L’UE suspend les négociations avec l’Ukraine

L'opposition organise une manifestation monstre à Kiev et appelle à de nouveaux rassemblements demain.

Entre 200 000 et 300 000 personnes ont défilé hier place de l’Indépendance à Kiev. Genya Savilov/AFP

L'Union européenne a annoncé hier la suspension des travaux en vue d'un accord d'association avec l'Ukraine, exaspérée par les atermoiements de son président, selon le commissaire européen à l'Élargissement Stefan Fuele sur Twitter. « Ukraine : le fossé se creuse entre les paroles et les actes du président et du gouvernement concernant l'accord d'association », a-t-il poursuivi.
Réagissant à ces déclarations, le Premier ministre ukrainien Mykola Azarov a assuré via son porte-parole que le gouvernement avait « l'intention de poursuivre les négociations avec l'UE sur l'accord d'association » et ne considérait pas le tweet de M. Fuele comme la position officielle du bloc européen. Linas Linkevicius, le ministre lituanien des Affaires étrangères, qui assure la présidence tournante de l'UE, a précisé dans la journée que l'UE voulait des « clarifications de la part de l'Ukraine dont le président a dit que l'accord portait atteinte aux intérêts nationaux du pays ».
M. Ianoukovitch a en effet estimé vendredi au cours d'une table ronde avec l'opposition que les préparatifs en vue de l'accord d'association avaient été faits « non seulement très mal, mais en violant les intérêts nationaux du pays », et que les personnes chargées des négociations seraient « écartées, voire démises de leurs fonctions ». Le ministre suédois des Affaires étrangères Carl Bildt, un ardent défenseur du rapprochement entre l'Ukraine et l'UE, a pour sa part souligné, aussi sur Twitter, que l'accord d'association, dans sa version originale, était toujours sur la table. « La porte est grande ouverte à l'Ukraine pour signer un accord d'association et de libre-échange avec l'UE », a-t-il écrit.

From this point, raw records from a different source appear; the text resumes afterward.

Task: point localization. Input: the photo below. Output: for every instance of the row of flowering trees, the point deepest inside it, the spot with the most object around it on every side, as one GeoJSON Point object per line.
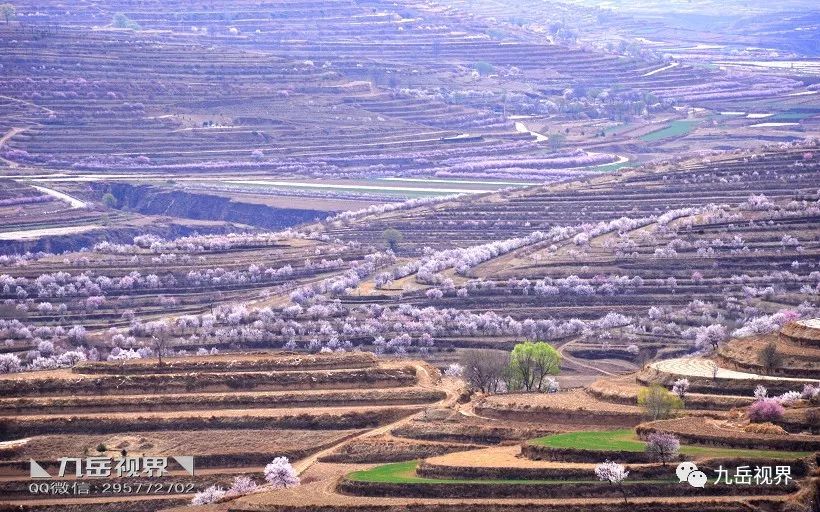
{"type": "Point", "coordinates": [279, 474]}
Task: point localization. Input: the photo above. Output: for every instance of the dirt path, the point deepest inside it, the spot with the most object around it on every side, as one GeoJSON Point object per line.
{"type": "Point", "coordinates": [73, 201]}
{"type": "Point", "coordinates": [424, 380]}
{"type": "Point", "coordinates": [574, 361]}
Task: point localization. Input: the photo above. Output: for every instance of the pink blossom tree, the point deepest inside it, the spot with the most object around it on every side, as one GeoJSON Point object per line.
{"type": "Point", "coordinates": [280, 473]}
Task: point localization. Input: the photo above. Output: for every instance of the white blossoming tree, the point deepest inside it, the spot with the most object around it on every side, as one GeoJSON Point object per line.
{"type": "Point", "coordinates": [613, 473]}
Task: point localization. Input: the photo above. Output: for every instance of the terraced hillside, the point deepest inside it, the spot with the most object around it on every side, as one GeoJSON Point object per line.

« L'Amérique est avec vous »
Pendant ce temps, à Kiev, devant une immense foule de manifestants qui se pressait sur Maïdan – l'autre nom de la place de l'Indépendance – et s'étendait également le long du boulevard Khrechtchatik, le sénateur américain McCain a lancé : « L'Amérique est avec vous ! » et salué en ukrainien les protestataires. Plus tôt dans la journée, il avait discuté avec Evguenia Timochenko, la fille de l'opposante emprisonnée et ex-Première ministre Ioulia Timochenko, de la possibilité d'infliger des sanctions aux responsables du régime de Viktor Ianoukovitch – une possibilité évoquée cette semaine par Washington après la répression policière contre les manifestants.
Les manifestants ont, quant à eux, adopté une résolution visant à « interdire au président Viktor Ianoukovitch », qui doit se rendre à Moscou demain, une visite très redoutée par l'opposition, de signer des accords en vue d'adhérer à l'Union douanière mise en place sous l'égide de la Russie. « L'Union douanière est un projet géopolitique de Moscou dont le but est de rétablir l'empire (soviétique) qui s'est effondré en 1991 », selon ce texte lu devant la foule d'environ 200 000 à 300 000 personnes par l'ex-ministre ukrainien des Affaires étrangères Boris Tarassiouk, lequel a appelé à une nouvelle grande manifestation demain soir au moment où le chef de l'État sera à Moscou. Jeudi, le président russe Vladimir Poutine, accusé par les Européens de pressions sur Kiev, avait vanté les « intérêts économiques réels » d'une entrée de l'Ukraine, en récession et au bord de la faillite, dans l'Union douanière. Selon les experts, Kiev pourrait rapidement obtenir une baisse des prix du gaz, voire un crédit.
Désireux de contre-attaquer, le pouvoir a aussi organisé un rassemblement hier, qui a réuni quelques 5 000 personnes au parc Mariinski, a constaté un journaliste de l'AFP. La police a évalué leur nombre à 15 000. « J'aime bien Poutine. Notre peuple n'a pas besoin de libéraux, il lui faut un dirigeant à poigne », a déclaré Galina Beresneva, une retraitée de Kiev.
(Sources : agences)

L'Union européenne a annoncé hier la suspension des travaux en vue d'un accord d'association avec l'Ukraine, exaspérée par les atermoiements de son président, selon le commissaire européen à l'Élargissement Stefan Fuele sur Twitter. « Ukraine : le fossé se creuse entre les paroles et les actes du président et du gouvernement concernant l'accord d'association », a-t-il poursuivi.Réagissant à ces déclarations, le Premier ministre ukrainien Mykola Azarov a assuré via son porte-parole que le gouvernement avait « l'intention de poursuivre les négociations avec l'UE sur l'accord d'association » et ne considérait pas le tweet de M. Fuele comme la position officielle du bloc européen. Linas Linkevicius, le ministre lituanien des Affaires étrangères, qui assure la présidence tournante de l'UE, a précisé dans la...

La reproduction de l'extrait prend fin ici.